1. A good catsitter on short notice is a blessing from Heaven.

2. Use the port-a-potties early in the day.

3. There is pizza in the desert.

4. Pigdog people on ’shrooms are happy and loving, even if I frighten them.

5. Pigdog people on speed are scary, cranky & mean, but get better after some sleep.

6. Having my nipples painted green feels great.

7. In the desert, “Horse With No Name” references get old fast.

8. Naked women are good for the soul.

9. Don’t let the mud dry on your pubic hair.

10. If someone asks what the damn camera is for, say “Hafta send pictures to Mom,” not “I’m a journalist.”

11. Bianca’s Smut Shack has the best couches.

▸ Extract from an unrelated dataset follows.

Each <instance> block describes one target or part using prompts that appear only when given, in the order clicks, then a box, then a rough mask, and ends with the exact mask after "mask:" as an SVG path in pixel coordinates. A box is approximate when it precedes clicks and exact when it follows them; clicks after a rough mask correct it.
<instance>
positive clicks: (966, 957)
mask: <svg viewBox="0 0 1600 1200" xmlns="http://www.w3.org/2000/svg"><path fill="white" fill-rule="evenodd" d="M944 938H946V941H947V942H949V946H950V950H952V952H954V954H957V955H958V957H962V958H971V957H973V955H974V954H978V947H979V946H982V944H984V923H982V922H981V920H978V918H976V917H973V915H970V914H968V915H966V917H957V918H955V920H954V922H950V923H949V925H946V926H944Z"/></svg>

12. Pants are overrated; Hats are not.

Happy Fun Splicer
Tjames smoking at a Texaco station: DO NOT TRY THIS AT HOME, KIDS

Tjames Madison’s Somewhat Derivative
15 Things I learned at Burning Man.
 

1. Girlfriends who let you go to Burning Man rule.

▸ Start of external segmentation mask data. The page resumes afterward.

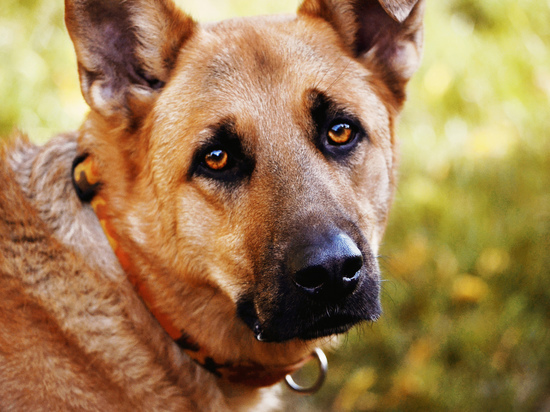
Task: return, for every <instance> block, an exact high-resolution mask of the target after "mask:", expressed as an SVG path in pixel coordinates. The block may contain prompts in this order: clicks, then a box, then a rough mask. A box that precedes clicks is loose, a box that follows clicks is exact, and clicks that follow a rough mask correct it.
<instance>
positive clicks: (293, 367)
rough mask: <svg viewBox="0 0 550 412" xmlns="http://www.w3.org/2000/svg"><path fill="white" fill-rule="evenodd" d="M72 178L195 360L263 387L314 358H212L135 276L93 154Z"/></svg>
mask: <svg viewBox="0 0 550 412" xmlns="http://www.w3.org/2000/svg"><path fill="white" fill-rule="evenodd" d="M72 178H73V185H74V187H75V190H76V193H77V195H78V197H79V198H80V199H81V200H82V201H83V202H89V203H90V205H91V207H92V209H93V210H94V211H95V213H96V216H97V218H98V219H99V222H100V224H101V227H102V228H103V231H104V233H105V235H106V236H107V239H108V240H109V243H110V245H111V247H112V248H113V251H114V253H115V255H116V257H117V258H118V261H119V262H120V265H121V267H122V269H123V270H124V272H125V273H126V275H127V276H128V279H129V280H130V282H131V283H132V285H133V286H134V288H135V289H136V291H137V293H138V294H139V295H140V296H141V299H142V300H143V302H144V303H145V305H146V306H147V308H148V309H149V311H150V312H151V313H152V314H153V316H154V317H155V318H156V319H157V321H158V323H159V324H160V325H161V326H162V327H163V328H164V330H165V331H166V333H168V335H170V337H171V338H172V339H173V340H174V341H175V342H176V343H177V344H178V345H179V347H180V348H181V349H182V350H183V351H184V352H185V353H186V354H187V355H188V356H189V357H190V358H191V359H193V360H194V361H195V362H196V363H198V364H199V365H201V366H202V367H203V368H205V369H207V370H208V371H210V372H212V373H213V374H215V375H216V376H218V377H220V378H223V379H226V380H228V381H229V382H232V383H236V384H242V385H247V386H252V387H258V388H260V387H265V386H271V385H274V384H276V383H277V382H279V381H281V380H282V379H284V378H285V376H287V375H290V374H291V373H293V372H296V371H297V370H298V369H300V368H301V367H302V366H304V364H306V363H307V362H308V361H309V360H310V359H312V358H313V357H315V352H314V353H313V354H312V355H310V356H308V357H306V358H304V359H302V360H300V361H298V362H296V363H294V364H291V365H279V366H265V365H262V364H260V363H256V362H246V363H241V364H234V363H232V362H219V361H218V360H215V359H213V358H212V357H210V356H209V355H208V353H206V351H204V350H202V349H201V348H200V346H199V345H198V344H197V343H196V342H194V341H193V339H192V338H191V337H190V336H189V335H188V334H186V333H185V332H184V331H182V330H180V329H178V328H177V327H176V326H175V325H174V323H173V321H172V319H171V318H170V316H169V315H168V314H167V313H165V312H164V311H163V310H162V308H161V307H160V305H158V304H157V302H156V300H155V298H154V296H153V294H152V293H151V291H150V289H149V288H148V287H147V285H146V284H144V283H143V282H141V281H140V279H139V278H138V276H136V274H137V273H138V270H137V269H136V267H135V265H134V262H133V260H132V259H131V258H130V256H129V255H128V253H127V252H126V251H125V250H124V249H122V247H121V245H120V238H119V236H118V234H117V233H116V232H115V230H114V228H113V226H112V224H111V222H110V219H109V213H108V208H107V202H106V200H105V198H104V197H103V196H101V194H100V193H99V191H100V189H101V181H100V175H99V172H98V170H97V166H96V164H95V162H94V161H93V159H92V157H91V156H87V155H85V156H81V157H78V158H77V159H75V161H74V163H73V173H72ZM323 356H324V355H323Z"/></svg>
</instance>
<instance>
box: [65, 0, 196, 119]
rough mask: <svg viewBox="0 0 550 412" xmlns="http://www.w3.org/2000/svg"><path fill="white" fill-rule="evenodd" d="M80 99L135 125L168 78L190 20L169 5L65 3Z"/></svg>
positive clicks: (158, 1) (193, 22)
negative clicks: (78, 84) (80, 95)
mask: <svg viewBox="0 0 550 412" xmlns="http://www.w3.org/2000/svg"><path fill="white" fill-rule="evenodd" d="M65 23H66V25H67V29H68V30H69V34H70V36H71V39H72V41H73V43H74V47H75V51H76V55H77V61H78V72H79V76H80V84H81V88H82V94H83V95H84V99H85V100H86V102H87V103H88V105H89V106H90V108H91V109H92V110H95V111H97V112H98V113H100V114H101V115H102V116H104V117H106V118H109V119H113V118H114V117H115V116H116V117H122V118H123V119H126V120H131V121H136V120H137V119H136V118H137V117H139V116H141V115H142V114H143V111H144V107H148V103H150V102H151V101H152V99H154V97H155V96H156V95H157V94H158V91H159V90H160V89H162V87H163V86H164V84H165V83H166V82H167V81H168V79H169V78H170V74H171V71H172V69H173V68H174V65H175V63H176V58H177V55H178V51H179V50H180V48H181V47H182V45H183V43H184V42H185V41H186V40H187V39H188V38H189V37H190V36H191V35H192V33H193V31H194V27H195V23H194V22H193V20H192V19H191V18H190V17H188V16H187V15H185V14H183V13H182V12H180V11H179V10H178V9H177V8H176V7H175V5H174V4H173V3H172V1H171V0H65Z"/></svg>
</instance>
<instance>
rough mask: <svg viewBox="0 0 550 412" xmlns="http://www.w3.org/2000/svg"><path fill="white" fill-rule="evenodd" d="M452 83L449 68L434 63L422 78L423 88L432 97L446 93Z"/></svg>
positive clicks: (435, 96) (451, 77) (429, 68)
mask: <svg viewBox="0 0 550 412" xmlns="http://www.w3.org/2000/svg"><path fill="white" fill-rule="evenodd" d="M452 81H453V73H452V72H451V69H450V68H449V66H447V65H445V64H442V63H436V64H434V65H433V66H432V67H430V68H429V69H428V71H427V72H426V75H425V76H424V88H425V89H426V90H427V91H428V93H430V94H431V95H433V96H434V97H439V96H442V95H443V94H444V93H445V92H446V91H447V89H448V88H449V86H450V85H451V82H452Z"/></svg>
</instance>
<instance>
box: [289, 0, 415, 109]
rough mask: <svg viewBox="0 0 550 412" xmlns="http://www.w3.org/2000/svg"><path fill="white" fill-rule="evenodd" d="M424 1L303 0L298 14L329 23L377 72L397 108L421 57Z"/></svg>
mask: <svg viewBox="0 0 550 412" xmlns="http://www.w3.org/2000/svg"><path fill="white" fill-rule="evenodd" d="M423 12H424V0H304V2H303V3H302V5H301V6H300V8H299V10H298V14H301V15H306V16H310V17H316V18H321V19H323V20H326V21H327V22H328V23H330V25H331V26H332V27H333V28H334V30H335V31H336V32H337V33H338V34H339V36H340V38H341V39H342V42H343V44H344V45H345V47H347V48H348V50H349V51H350V53H352V55H353V57H355V58H356V59H358V60H359V61H361V62H362V63H363V64H364V65H365V66H368V67H369V68H370V69H371V70H375V71H376V72H377V73H378V74H379V75H380V76H381V77H382V79H383V80H384V81H385V82H386V84H387V85H388V87H389V88H390V90H391V91H392V92H393V93H394V95H395V97H396V99H397V102H398V105H400V104H401V103H402V102H403V100H404V98H405V86H406V84H407V82H408V81H409V79H410V78H411V76H412V75H413V73H414V72H415V71H416V69H417V68H418V66H419V64H420V60H421V55H422V42H423V27H422V18H423V14H424V13H423Z"/></svg>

2. Don’t use the port-a-potties — there’s a whole damn desert next door.

3. There is pizza in the desert, but it has evil mushrooms on it.

4. Splicer is not Jewish.

5. Binky obfuscates.

6. Gerlach has five bars, no stores and no churches.

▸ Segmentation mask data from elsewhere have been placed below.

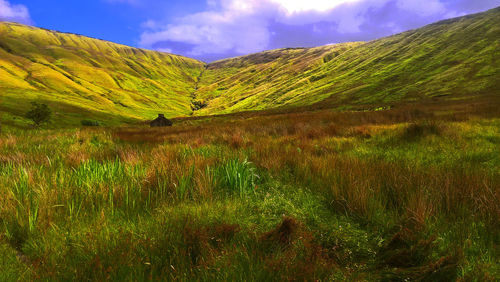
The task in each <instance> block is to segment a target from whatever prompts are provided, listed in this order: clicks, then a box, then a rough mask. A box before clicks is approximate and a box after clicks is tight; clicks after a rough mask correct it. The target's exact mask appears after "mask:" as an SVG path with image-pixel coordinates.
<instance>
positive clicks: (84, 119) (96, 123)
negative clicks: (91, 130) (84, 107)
mask: <svg viewBox="0 0 500 282" xmlns="http://www.w3.org/2000/svg"><path fill="white" fill-rule="evenodd" d="M80 123H81V124H82V125H83V126H101V124H100V123H99V122H98V121H97V120H88V119H84V120H82V121H81V122H80Z"/></svg>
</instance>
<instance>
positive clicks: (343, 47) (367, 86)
mask: <svg viewBox="0 0 500 282" xmlns="http://www.w3.org/2000/svg"><path fill="white" fill-rule="evenodd" d="M478 94H496V95H498V94H500V8H497V9H493V10H490V11H488V12H485V13H481V14H476V15H471V16H465V17H461V18H456V19H451V20H446V21H442V22H438V23H435V24H431V25H428V26H426V27H423V28H420V29H417V30H412V31H408V32H404V33H401V34H397V35H394V36H391V37H387V38H383V39H379V40H375V41H372V42H367V43H351V44H339V45H332V46H325V47H320V48H311V49H292V50H291V49H280V50H274V51H268V52H263V53H259V54H253V55H250V56H244V57H240V58H234V59H228V60H223V61H219V62H215V63H213V64H210V65H209V67H208V69H207V71H206V72H205V73H204V75H203V79H202V80H201V84H200V89H199V90H198V91H197V97H198V98H199V99H204V100H205V101H206V102H208V107H207V108H205V109H203V110H202V111H200V112H199V113H198V114H209V113H227V112H234V111H242V110H254V109H265V108H272V107H279V106H300V105H310V104H313V103H318V102H320V101H321V103H328V104H335V105H352V104H359V103H392V102H395V101H401V100H418V99H422V98H427V97H436V96H451V95H452V96H453V97H459V96H470V95H478ZM325 99H327V100H326V101H325Z"/></svg>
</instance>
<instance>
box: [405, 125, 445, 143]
mask: <svg viewBox="0 0 500 282" xmlns="http://www.w3.org/2000/svg"><path fill="white" fill-rule="evenodd" d="M441 131H442V128H441V126H440V125H439V124H438V123H437V122H435V121H419V122H415V123H412V124H410V125H408V127H406V129H405V130H404V132H403V138H404V139H406V140H415V139H418V138H421V137H425V136H428V135H439V134H440V133H441Z"/></svg>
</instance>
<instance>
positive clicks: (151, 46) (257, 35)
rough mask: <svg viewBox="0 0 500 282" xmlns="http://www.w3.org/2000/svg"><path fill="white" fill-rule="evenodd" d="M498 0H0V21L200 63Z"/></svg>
mask: <svg viewBox="0 0 500 282" xmlns="http://www.w3.org/2000/svg"><path fill="white" fill-rule="evenodd" d="M497 6H500V0H0V20H4V21H15V22H21V23H26V24H31V25H35V26H39V27H44V28H48V29H54V30H59V31H64V32H72V33H78V34H83V35H87V36H91V37H95V38H101V39H106V40H110V41H113V42H117V43H122V44H126V45H131V46H136V47H141V48H147V49H154V50H159V51H165V52H172V53H175V54H181V55H185V56H189V57H194V58H198V59H201V60H204V61H213V60H216V59H220V58H226V57H232V56H237V55H242V54H248V53H253V52H258V51H262V50H268V49H275V48H282V47H310V46H319V45H325V44H330V43H340V42H348V41H366V40H372V39H376V38H379V37H382V36H387V35H391V34H394V33H398V32H401V31H405V30H408V29H413V28H417V27H420V26H423V25H426V24H429V23H432V22H435V21H438V20H441V19H446V18H451V17H457V16H461V15H465V14H470V13H475V12H480V11H484V10H488V9H491V8H494V7H497Z"/></svg>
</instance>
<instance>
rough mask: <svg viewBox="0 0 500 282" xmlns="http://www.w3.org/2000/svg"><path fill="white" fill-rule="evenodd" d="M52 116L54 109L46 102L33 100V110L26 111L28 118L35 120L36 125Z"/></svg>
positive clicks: (46, 120) (44, 122)
mask: <svg viewBox="0 0 500 282" xmlns="http://www.w3.org/2000/svg"><path fill="white" fill-rule="evenodd" d="M51 117H52V110H51V109H50V108H49V106H47V105H45V104H40V103H37V102H31V110H30V111H29V112H27V113H26V118H27V119H30V120H31V121H33V123H34V124H35V126H40V125H41V124H42V123H46V122H48V121H49V120H50V118H51Z"/></svg>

7. Dawdling in front of the Vegematic is not advisable.

8. If your wheel falls off your trailer, make sure you brought extra lug nuts.

9. Do not taunt the Map Committee.

10. Piss Clear rules.

11. Next year: RV. Screw the purists.

12. Do not give cham-pon-ya to Snatcher when he’s wandering around in the desert.

13. Waving burning toilet around like a madman is not cool.

14. If you pass a bush and think, “Hey, free baby rattle”, don’t pick it up.

15. I can’t dance, but I can damn well try.